When Pete Alexakis moved to Fallbrook 11 years ago, one thing hooked him: “An advertisement about Fallbrook being one of the last areas where you could buy a little bit of land and be close to the ocean,” Alexakis said.
His home is surrounded by green, rolling hills and trees. To him and his family, they offer beautiful views.
But to insurance companies, they’re an extreme fire hazard.
“Eleven years ago, we had choices,” he said. “We were able to get from one of the Berkshire Hathaway companies, a preferred homeowner’s policy with … full coverage and good rates.”
But in December, he received a nonrenewal notice from his insurer. The company said it was because of the fire danger.
Alexakis was forced to join California’s FAIR Plan for basic fire coverage only. For additional coverage, he purchased a separate policy from another company.
He said a new policy with the same coverage he had before the nonrenewal notice would have cost him 80% more.
“So what we did was, we offset some of that expense by going tremendously higher with deductibles and foregoing some other coverages just to make it affordable,” he said.
Alexakis is not alone.
Insurers like State Farm and Allstate have been offloading their California clients, and while officials in Sacramento try to reach a compromise with the insurance agencies, homeowners are left with limited options.
Ashley Beier Walasek is an insurance broker in Fallbrook. She said most homeowners are going with the California FAIR Plan fire coverage, and then filling in coverage gaps with other policies for things like water, theft or liability.
“It just depends on every individual client, their family and their financial needs. So it really varies. But the higher of a deductible you have, the lower your premiums going to be,” she said.
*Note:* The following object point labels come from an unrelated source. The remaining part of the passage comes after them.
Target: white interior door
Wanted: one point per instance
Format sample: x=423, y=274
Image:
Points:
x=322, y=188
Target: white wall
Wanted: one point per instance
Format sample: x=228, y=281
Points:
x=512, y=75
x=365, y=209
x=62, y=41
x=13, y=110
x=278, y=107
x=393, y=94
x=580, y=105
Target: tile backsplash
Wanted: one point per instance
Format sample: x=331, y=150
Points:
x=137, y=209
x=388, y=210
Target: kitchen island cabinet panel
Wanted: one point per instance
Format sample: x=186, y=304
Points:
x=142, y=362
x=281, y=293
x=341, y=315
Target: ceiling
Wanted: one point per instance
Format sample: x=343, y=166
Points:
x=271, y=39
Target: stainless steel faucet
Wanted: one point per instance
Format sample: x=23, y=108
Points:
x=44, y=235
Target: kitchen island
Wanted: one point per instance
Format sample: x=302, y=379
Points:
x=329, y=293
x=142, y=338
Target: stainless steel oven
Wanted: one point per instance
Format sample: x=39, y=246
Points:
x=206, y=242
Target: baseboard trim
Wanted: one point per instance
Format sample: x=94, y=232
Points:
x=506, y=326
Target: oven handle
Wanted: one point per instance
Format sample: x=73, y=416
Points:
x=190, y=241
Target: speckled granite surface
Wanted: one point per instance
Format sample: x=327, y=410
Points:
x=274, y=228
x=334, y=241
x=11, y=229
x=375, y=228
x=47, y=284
And some homeowners are choosing another option: non-admitted policies. Beier Walasek said these come from out-of-state companies that aren’t licensed to do business in California.
“And what that means is that they are not held to the same regulatory financial stability laws that we have here,” Walasek said. “But they’re also able to insure riskier ventures, whether it’s in a fire area or if it’s a commercial policy.”
But there is a risk with non-admitted, out-of-state carriers: Admitted carriers are backed by the state; non-admitted carriers are not.
“If the (non-admitted) company becomes insolvent, or goes bankrupt, and they are not able to pay out the claims that you’re paying the coverage for … as a California resident … you are not able to go to the state to either appeal or … fight back to get any help from the state,” she said.
She said non-admitted carriers can be a good option for homeowners in fire-risk areas or for commercial policies. And research is key when shopping the non-admitted market.
“When searching for a policy, the first step is to check the rating of the non-admitted carrier. If it’s high and holds an A+, it means the company has a strong financial stability rating,” she said.
Policies are handled case by case, and vary depending on the location and age of a home, and the coverage and price a homeowner wants, and can afford.
“(For) people who have fixed incomes, it’s very difficult to see their premium triple in a year, and their incomes aren’t increasing,” Walasek said.
Homeowners are having to make tough decisions.
Some choose to go uninsured or underinsured, and others are choosing to sell their home and move out of California.
“I can’t believe that an insurance policy, and not being able to afford it, is dictating your move … your life,” Walasek said.